Uji statistik F digunakan untuk menunjukkan apakah semua variabel bebas yang dimaksudkan dalam model mempunyai pengaruh secara simultan terhadap

variabel dependen. Pengujian dilakukan dengan menggunakan significance level

0,05 (α=5%). Ketentuan penerimaan atau penolakan hipotesis adalah sebagai

berikut:

a). Jika nilai signifikan > 0,05 maka hipotesis diterima (koefisien regresi

signifikan). Ini berarti bahwa secara simultan kelima variabel independen tersebut mempunyai pengaruh yang signifikan terhadap variabel dependen.

b). Jika nilai signifikan < 0,05 maka hipotesis ditolak (tidak signifikan). Ini berarti bahwa secara simultan kelima variabel independen tersebut tidak mempunyai pengaruh yang signifikan terhadap variabel dependen.

Koefisien determinasi (R2) pada intinya mengukur seberapa jauh

kemampuan model dalam menerangkan variasi variabel dependen. Nilai koefisien

determinasi berada di antara nol dan 1. Nilai R2 yang kecil berarti kemampuan

variabel-variabel independen dalam menjelaskan variabel dependen amat terbatas. Nilai yang mendekati satu berarti variabel-variabel independen memberikan hampir semua informasi yang dibutuhkan untuk memprediksi variabel dependen.

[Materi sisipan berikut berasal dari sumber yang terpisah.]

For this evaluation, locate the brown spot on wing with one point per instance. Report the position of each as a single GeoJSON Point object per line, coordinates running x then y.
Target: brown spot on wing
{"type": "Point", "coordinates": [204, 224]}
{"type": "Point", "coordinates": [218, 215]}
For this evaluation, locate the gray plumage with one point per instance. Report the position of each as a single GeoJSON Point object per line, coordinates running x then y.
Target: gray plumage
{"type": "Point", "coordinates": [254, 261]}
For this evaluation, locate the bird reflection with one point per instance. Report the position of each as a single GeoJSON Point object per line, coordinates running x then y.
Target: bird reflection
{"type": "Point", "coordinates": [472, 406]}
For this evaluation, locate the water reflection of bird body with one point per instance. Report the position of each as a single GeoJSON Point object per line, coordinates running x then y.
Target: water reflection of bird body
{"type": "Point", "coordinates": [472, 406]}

Data dalam penelitian ini akan diolah dengan menggunakan program

Statistical Package for Social Sciences (SPSS) 10.0. Hipotesis dalam penelitian ini dipengaruhi oleh nilai signifikansi koefisien variabel yang bersangkutan

setelah dilakukan pengujian. Kesimpulan hipotesis dilakukan berdasarkan t-test

dan F-test untuk menguji signifikansi variabel-variabel independen terhadap variabel dependen.